Itemizations and RESPA Disclosures
Regulation Z provides that the good faith estimate can constitute the itemization of amount financed. ?226.18(c). The correct application of this provision became confused when RESPA's definition of federally related mortgage loan altered the coverage of RESPA. The commentary now includes a provision to clarify that the good faith estimate and/or the HUD-1 constitute compliance with the requirement for an itemization of the amount financed as long as the lender in fact complies with RESPA's disclosure requirements. The paragraph also explains that the compliance with RESPA is sufficient even if the timing requirements are different for those of Regulation Z. ?226.18(c)-4.

APR Tolerances
The Commentary now includes examples of how to calculate tolerances caused by errors in the finance charge or the APR. Paragraphs 226.22(a)(4)-1 and 226.22(5)-1 provide calculation examples showing how different tolerances should be applied based on a finance charge error.
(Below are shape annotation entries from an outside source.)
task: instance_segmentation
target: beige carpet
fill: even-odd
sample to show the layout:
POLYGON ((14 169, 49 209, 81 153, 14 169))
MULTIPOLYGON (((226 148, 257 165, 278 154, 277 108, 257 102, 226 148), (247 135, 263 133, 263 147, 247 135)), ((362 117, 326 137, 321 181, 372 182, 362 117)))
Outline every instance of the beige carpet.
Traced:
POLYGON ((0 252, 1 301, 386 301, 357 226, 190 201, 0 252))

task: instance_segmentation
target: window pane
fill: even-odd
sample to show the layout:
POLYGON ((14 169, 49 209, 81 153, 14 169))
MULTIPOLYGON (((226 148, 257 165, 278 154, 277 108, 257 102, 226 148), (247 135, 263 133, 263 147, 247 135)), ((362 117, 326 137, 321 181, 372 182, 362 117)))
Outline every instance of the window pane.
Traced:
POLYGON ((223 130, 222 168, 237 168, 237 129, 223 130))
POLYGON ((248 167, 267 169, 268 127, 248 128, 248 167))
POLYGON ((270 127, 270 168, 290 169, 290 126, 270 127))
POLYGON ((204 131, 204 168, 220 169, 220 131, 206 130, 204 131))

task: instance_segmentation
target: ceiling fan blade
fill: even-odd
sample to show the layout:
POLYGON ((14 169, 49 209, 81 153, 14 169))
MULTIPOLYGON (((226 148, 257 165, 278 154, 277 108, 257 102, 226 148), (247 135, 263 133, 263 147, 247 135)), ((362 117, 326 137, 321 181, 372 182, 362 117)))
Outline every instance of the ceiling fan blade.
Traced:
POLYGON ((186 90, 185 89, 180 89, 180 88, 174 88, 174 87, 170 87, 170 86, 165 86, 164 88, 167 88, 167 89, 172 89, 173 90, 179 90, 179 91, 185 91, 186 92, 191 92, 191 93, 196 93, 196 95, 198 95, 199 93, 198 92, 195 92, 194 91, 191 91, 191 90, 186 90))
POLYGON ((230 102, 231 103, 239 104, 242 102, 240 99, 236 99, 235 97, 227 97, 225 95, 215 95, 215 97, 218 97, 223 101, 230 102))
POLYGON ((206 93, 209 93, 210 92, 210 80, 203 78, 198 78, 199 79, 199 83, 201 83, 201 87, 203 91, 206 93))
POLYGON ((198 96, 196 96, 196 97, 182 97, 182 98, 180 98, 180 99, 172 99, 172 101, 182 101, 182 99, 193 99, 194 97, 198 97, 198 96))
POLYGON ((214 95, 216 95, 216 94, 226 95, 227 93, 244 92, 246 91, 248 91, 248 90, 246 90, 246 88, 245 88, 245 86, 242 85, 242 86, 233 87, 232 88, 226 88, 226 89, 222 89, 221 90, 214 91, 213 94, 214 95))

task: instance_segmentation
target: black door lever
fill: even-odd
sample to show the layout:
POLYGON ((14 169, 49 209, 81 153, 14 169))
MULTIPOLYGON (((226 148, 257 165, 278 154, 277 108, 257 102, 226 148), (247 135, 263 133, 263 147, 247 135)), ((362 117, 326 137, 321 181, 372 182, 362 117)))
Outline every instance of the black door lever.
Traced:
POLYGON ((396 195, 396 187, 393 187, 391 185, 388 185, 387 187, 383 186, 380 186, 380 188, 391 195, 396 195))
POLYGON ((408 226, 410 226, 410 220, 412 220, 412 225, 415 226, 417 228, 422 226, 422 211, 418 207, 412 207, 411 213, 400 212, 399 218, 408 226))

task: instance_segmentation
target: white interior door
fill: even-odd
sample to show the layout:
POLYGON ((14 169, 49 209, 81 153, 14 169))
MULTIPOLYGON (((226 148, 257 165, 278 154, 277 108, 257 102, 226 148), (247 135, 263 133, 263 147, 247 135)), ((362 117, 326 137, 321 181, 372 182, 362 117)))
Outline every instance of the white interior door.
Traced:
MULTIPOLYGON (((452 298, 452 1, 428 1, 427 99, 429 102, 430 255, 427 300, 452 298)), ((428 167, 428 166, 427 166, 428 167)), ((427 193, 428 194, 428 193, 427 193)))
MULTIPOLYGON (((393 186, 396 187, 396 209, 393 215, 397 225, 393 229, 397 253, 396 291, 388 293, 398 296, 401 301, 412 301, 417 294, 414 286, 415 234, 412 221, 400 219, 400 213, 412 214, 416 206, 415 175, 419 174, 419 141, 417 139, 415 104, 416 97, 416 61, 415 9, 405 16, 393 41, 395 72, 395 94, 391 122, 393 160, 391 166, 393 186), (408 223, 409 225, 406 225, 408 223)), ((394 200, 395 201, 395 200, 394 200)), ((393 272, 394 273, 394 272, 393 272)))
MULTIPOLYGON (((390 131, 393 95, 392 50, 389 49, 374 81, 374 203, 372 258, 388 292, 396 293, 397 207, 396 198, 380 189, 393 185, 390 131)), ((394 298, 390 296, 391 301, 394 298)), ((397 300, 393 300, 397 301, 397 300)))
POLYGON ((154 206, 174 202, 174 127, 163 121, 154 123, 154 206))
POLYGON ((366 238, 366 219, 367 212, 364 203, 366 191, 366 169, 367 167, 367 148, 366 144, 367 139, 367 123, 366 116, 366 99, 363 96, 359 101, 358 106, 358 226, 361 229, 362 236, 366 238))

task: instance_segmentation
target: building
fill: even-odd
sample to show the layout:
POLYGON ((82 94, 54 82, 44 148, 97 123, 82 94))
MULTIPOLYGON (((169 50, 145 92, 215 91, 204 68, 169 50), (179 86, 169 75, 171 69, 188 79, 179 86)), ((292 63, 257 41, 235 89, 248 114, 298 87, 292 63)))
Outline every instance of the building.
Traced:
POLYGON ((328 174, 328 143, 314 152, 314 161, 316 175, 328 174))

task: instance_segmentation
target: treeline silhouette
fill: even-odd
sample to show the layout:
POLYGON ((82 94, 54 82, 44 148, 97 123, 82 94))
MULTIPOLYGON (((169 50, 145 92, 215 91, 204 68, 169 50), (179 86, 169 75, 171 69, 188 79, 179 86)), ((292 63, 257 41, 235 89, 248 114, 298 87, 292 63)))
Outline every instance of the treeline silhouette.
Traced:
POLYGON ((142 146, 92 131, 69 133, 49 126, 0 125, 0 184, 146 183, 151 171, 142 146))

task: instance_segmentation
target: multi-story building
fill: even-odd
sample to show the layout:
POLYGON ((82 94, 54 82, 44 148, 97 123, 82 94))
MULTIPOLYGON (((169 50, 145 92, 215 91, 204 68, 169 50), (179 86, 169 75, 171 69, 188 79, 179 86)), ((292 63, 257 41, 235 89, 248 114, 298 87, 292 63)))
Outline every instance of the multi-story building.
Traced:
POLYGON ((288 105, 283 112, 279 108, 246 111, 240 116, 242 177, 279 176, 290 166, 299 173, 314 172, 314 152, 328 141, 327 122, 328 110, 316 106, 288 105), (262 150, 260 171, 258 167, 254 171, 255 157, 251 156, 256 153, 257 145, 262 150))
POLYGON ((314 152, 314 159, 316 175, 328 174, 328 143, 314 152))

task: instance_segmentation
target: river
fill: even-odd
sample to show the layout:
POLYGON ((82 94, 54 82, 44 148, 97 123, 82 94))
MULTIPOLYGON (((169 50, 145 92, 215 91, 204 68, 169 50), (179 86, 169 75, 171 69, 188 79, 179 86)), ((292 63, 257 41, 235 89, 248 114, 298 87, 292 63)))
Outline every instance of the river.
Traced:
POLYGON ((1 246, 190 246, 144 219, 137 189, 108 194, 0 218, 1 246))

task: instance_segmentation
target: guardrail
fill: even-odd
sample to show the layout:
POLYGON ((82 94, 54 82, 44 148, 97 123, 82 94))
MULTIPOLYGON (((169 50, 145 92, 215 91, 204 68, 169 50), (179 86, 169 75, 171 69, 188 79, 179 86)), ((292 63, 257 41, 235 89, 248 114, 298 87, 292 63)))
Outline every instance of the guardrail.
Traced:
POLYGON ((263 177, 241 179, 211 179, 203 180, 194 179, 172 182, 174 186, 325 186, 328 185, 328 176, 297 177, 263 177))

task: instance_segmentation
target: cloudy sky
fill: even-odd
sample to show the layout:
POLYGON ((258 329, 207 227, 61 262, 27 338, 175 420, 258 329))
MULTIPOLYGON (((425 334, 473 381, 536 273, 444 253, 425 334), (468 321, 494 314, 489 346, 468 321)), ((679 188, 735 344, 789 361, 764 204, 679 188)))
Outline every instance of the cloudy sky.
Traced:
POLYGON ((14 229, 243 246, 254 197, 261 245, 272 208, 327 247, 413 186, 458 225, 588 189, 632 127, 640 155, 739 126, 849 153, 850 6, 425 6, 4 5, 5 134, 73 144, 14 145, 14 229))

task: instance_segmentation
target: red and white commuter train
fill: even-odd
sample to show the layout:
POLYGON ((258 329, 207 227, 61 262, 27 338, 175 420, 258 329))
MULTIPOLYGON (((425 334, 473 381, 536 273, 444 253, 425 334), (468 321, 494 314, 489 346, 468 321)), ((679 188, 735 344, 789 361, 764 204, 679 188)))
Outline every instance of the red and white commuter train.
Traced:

Rescission Rules in Foreclosures
Final Commentary explains the effect of errors in disclosing broker fees when the loan is rescindable. If the disclosure omits a broker fee from the disclosure, regardless of the amount, the loan is rescindable. However, if the mortgage broker fee is disclosed but an error is made in disclosing the amount, the error is subject to the permissible tolerance ($35) in determining whether the loan can be rescinded. ?226.23(h)(1)(i)-1.

Electronic Periodic Statements
The FRB explains that a broad review is underway to look at whether, when, and how all disclosures can be provided to consumers electronically. As a first step into sanctioning electronic disclosures, the Commentary provides that periodic statements may be provided electronically for customers. The creditor may also permit - but not require -the customer to pick up the statement. However, if there is a free-ride period, the creditor must make the disclosure available in compliance with the 14-day rule. ?226.5(b)(2)(ii)-3.

And More on "High Cost" Mortgages
Paragraph 226.32(b)(1)(i)-1 is rewritten to clarify the high cost mortgage rules on calculation of "total points and fees." The new paragraph states that interest - even per diem interest - is not a part of "total points and fees". However, other fees must be reviewed carefully when calculating "total points and fees." The commentary points out that charges exempted from the finance charge in 226.4(c-f) may be included in total points and fees.

Balloon payments on loans with terms of five years or more must be disclosed. Such payments are prohibited on loans of less than five years. 226.32(c)(3)-2

ACTION STEPS

  • Pull some loan files and review disclosures of third party charges. Make sure that charges for required services are included in the finance charge unless they are exempt under ?226.4(c)(7).
  • While you have the files out, look at how per diem interest was treated. Check to be sure it is in compliance with the new rule.
  • Review the redisclosure requirements with your lenders. Make sure they understand how the APR change works and know when to redisclose. If your procedure is to redisclose whether or not there is a change to the APR, make sure this is done consistently.
  • If you haven't already done so, schedule a training session to update your lenders and loan closers on these new rules. Include coverage of finance charge, tolerances, and disclosing the itemization of the amount financed.
  • Review your procedures and any other instructions to be sure they accurately reflect these rules.